Shortly after his death, Mrs. Goddard sold the Mescalero Ranch in Roswell and began transcribing his notes to establish the importance of his work. It took her and two assistants nine months to complete the typescript.
The idea of the Goddard Rocket and Space Museum came into being at a dinner honoring Mrs. Goddard. During discussions following the meal she generously offered to make the fabulous collection of Goddard memorabilia available to the Roswell Museum. Her one requirement was that this vital historical collection be properly housed and displayed.
She felt the collection should be exhibited at the Museum because, “The friendly warmth of this typical western community and the vast open spaces around it afforded an ideal atmosphere for the creative efforts of my husband. He spent ten happy and fruitful years in Roswell, bringing to reality the dreams that are still so much a part of today’s efforts in space.”
The Goddard missile and rocket collection were formally offered to this non-profit, city-owned Museum on May 6, 1958. On this date the City Council authorized the enlargement of the Museum to provide the requested housing and display space.
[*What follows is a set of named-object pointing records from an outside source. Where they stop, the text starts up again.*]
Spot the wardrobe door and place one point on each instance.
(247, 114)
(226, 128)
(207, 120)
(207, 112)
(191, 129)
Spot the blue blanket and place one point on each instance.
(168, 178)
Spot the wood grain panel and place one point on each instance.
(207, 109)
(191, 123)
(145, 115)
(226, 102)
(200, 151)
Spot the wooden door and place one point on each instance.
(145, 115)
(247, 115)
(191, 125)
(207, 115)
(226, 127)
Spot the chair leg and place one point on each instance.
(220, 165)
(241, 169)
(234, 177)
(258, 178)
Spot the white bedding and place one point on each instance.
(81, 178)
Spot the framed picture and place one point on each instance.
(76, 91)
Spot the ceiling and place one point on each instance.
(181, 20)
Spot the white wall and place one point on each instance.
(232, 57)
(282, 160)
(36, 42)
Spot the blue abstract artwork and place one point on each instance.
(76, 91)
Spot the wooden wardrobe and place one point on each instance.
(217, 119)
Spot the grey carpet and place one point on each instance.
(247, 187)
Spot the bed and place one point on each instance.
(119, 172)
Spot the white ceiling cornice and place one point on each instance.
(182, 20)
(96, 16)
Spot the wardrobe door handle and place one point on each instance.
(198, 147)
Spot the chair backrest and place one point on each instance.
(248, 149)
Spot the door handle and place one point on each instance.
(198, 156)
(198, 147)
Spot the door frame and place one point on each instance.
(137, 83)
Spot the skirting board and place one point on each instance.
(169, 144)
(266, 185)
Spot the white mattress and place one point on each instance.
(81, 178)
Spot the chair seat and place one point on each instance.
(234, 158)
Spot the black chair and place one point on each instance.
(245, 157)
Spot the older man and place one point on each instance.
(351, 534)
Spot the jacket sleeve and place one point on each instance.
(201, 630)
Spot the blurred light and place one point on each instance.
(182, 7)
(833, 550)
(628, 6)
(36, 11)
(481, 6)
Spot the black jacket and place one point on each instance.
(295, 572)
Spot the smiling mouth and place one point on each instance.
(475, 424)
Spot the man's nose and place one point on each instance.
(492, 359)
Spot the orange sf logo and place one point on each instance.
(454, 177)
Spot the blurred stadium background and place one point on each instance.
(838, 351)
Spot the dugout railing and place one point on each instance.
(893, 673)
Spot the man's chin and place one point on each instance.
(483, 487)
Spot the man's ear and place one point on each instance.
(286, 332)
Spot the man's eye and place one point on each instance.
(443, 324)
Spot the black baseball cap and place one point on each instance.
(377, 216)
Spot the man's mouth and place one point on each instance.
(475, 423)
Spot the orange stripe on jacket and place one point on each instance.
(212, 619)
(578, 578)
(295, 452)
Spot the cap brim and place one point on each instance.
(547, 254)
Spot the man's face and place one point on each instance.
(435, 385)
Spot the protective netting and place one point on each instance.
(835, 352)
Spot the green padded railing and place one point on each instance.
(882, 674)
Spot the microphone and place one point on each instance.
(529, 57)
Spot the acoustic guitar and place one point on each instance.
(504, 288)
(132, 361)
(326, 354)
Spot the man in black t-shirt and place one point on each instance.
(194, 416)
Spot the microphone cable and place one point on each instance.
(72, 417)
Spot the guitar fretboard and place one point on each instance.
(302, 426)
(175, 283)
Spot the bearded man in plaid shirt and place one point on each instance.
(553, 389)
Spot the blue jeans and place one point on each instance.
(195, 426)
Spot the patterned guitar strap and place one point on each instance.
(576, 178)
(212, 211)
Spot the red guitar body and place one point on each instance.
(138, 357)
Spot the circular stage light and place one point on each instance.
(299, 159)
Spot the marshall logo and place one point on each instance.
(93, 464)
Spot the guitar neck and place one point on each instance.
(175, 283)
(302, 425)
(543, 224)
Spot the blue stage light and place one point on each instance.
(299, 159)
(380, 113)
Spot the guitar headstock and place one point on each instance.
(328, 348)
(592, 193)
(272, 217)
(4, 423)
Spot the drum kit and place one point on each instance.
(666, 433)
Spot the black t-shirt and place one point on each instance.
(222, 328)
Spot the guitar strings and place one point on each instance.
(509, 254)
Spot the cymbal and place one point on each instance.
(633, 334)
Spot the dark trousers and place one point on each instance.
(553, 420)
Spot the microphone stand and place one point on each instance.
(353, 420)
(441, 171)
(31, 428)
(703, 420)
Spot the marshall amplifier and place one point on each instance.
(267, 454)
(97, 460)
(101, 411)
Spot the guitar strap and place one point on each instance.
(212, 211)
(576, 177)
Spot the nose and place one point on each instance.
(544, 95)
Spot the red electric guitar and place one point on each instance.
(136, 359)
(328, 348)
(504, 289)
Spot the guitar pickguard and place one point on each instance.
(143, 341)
Since Dr. Goddard had been a Rotarian, Roswell Rotarians decided to undertake the reconstruction of his shop at a cost of $15,000. The fundraising was a successful community-wide effort.
NASA presented the Museum with a scaled replica of his first successful liquid-fueled rocket. Other companies subsequently assisted in obtaining his tools and original equipment.
In conjunction with the Workshop reconstruction, the Robert H. Goddard Planetarium was constructed at the west end of the Museum and Art Center. It is the largest Planetarium in New Mexico, seating 120 people.
During the 91st Congress in 1970, a concurrent resolution recognized the Goddard Rocket and Space Museum in the Roswell Museum and Art Center as a fitting tribute to Dr. Robert H. Goddard, space pioneer, 1882-1949.
And it is here visitors and residents can walk through the replica of his workshop and marvel at what Robert Goddard used to create his rocketry.